Several hijacked freighters have been stopped and many pirates have been arrested by the marine police force of Vietnam, officially called the Vietnam Coast Guard (VCG), in recent years.
This matches the alarming recent increase in sea piracy in the waters of Southeast Asia.
In the evening of a day in 2012, the Information Sharing Center of the VCG received an urgent message from the International Maritime Bureau based in Kuala Lumpur, Malaysia, informing them of the missing Malaysian vessel Zafirah, which was carrying light crude oil.
The location where the freighter had made last contact with its owner was 110 nautical miles, or 204km, south-southeast of Vung Tau, Vietnam.
The agency in Malaysia notified the VCG of the International Maritime Organization number, loading capacity, cruise direction, speed and cargo of the ship in distress.
The 1,125 ton tanker, which was carrying 300 tons of light crude oil, was reported missing and thought to have been hijacked in Vietnamese waters.
The news was immediately spread to the commanding unit of the VCG.
At 10:06 am the following morning, the Information Sharing Center of the Regional Cooperation Agreement on Combating Piracy and Armed Robbery against Ships in Asia (ReCAAP-ISC), based in Singapore, updated the VCG on the latest information about the location and direction of the vessel.
“It was moving at 10 nautical miles an hour,” the ReCAAP-ISC said, adding that the vessel was in Vietnamese waters and requesting action from local authorities.
Then, Vietnamese police ship CSB 6007 was making a reconnaissance.
In the afternoon, or some 24 hours after receiving the news of the missing ship, the VCG was informed that the operators of the ship had managed to anchor at a port in Vietnam to unload cargo.
The VCG judged that the vessel might have been anchored at Con Son Island since it was only 42 nautical miles from it.
Major General Nguyen Quang Dam, commander of the VCG, recalled, “We were cautious because the pirates were well armed and ready to fight us.
“We had to both limit the danger to the lives of the Vietnamese coast guards and prevent a possible fire or explosion on the ship, which could negatively impact the marine environment,” he said.
After judging that the ship was in Vung Tau waters, the VCG assigned two ships, CSB 4034 and CSB 9001, to approach it when it was 45 nautical miles east-southeast of Con Dao Island.
The features and colors of the ship were sent to the VCG for precise identification.
Another VCG ship, CSB 4031, was on its way to the site to coordinate with the two other ships.
Early on November 22, or more than two days after receiving the information about the missing ship, two Vietnamese police vessels arrived at the site where the hijacked ship was expected to arrive.
After identifying a suspicious tanker, the VCG turned on the lights in the cabins of their ships, but the other crew did not respond.
It was 2:30 am, and the sea was completely dark.

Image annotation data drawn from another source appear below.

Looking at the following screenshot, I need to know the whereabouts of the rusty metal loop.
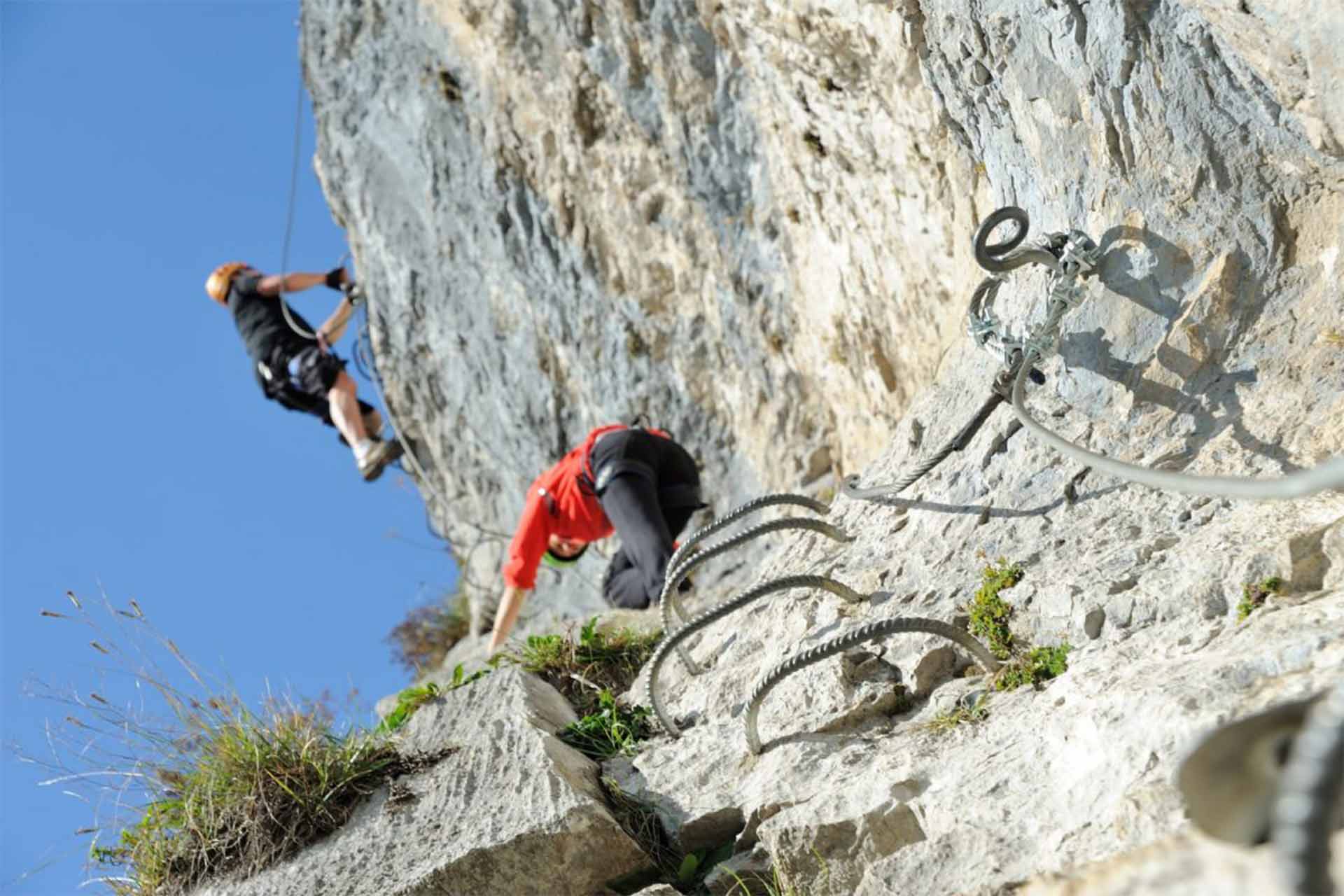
[660,516,853,676]
[645,575,867,738]
[745,617,999,755]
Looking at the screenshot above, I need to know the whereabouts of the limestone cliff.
[206,0,1344,893]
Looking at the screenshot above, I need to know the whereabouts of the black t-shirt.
[228,274,314,364]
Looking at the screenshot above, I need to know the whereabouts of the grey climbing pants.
[590,430,704,610]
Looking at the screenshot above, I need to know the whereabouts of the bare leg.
[327,371,368,447]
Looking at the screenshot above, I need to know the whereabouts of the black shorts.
[263,345,374,427]
[284,345,345,402]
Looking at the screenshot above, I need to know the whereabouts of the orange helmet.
[206,262,251,305]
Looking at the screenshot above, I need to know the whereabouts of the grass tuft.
[20,594,407,896]
[1236,575,1284,622]
[92,708,398,896]
[966,557,1023,659]
[556,690,653,762]
[498,617,662,716]
[995,643,1072,690]
[923,694,989,735]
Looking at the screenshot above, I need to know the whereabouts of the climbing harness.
[1270,681,1344,896]
[841,206,1344,500]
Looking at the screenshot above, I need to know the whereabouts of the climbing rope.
[745,617,999,755]
[668,491,831,568]
[276,69,317,342]
[841,206,1344,500]
[1270,681,1344,896]
[659,510,853,676]
[645,578,865,738]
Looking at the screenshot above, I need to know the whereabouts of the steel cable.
[840,392,1004,498]
[1270,682,1344,896]
[645,575,865,738]
[659,515,853,676]
[970,206,1059,274]
[668,491,831,570]
[1012,349,1344,501]
[745,617,999,755]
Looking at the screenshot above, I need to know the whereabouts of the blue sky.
[0,0,454,893]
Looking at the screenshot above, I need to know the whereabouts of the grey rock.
[914,646,961,697]
[195,671,648,896]
[1084,607,1106,640]
[267,0,1344,895]
[840,648,900,685]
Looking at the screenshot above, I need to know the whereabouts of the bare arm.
[489,586,529,655]
[317,295,355,345]
[257,272,335,295]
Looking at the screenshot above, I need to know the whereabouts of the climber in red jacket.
[489,424,706,653]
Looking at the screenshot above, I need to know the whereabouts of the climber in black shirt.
[206,262,402,481]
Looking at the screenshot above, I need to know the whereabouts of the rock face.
[196,672,647,896]
[258,0,1344,893]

This was odd, for normal ships often ask for the reason for the presence of marine police vessels.
Captain Le Hai Truong, aboard one of the Vietnamese police ships, contacted the vessel in question via international channel 16, asking the ship to identify itself.
It remained silent. International laws state that all ships must be available for contact via channel 16 at any time, and any ship that refuses to reply is considered suspicious.
Captain Truong repeated the message, but the ship failed to clarify their departure time and destination, direction of movement and cargo.
After being questioned several times, those on board the suspected ship gave inconsistent replies. Once they said they were on their way to China, but later they said they were en route to Singapore.
The police ships decided to order the vessel to drop anchor and stop sailing.
At the same time, the VCG ships were ordered to keep away from the range of an AK rifle.
The vessels were well prepared for tough action.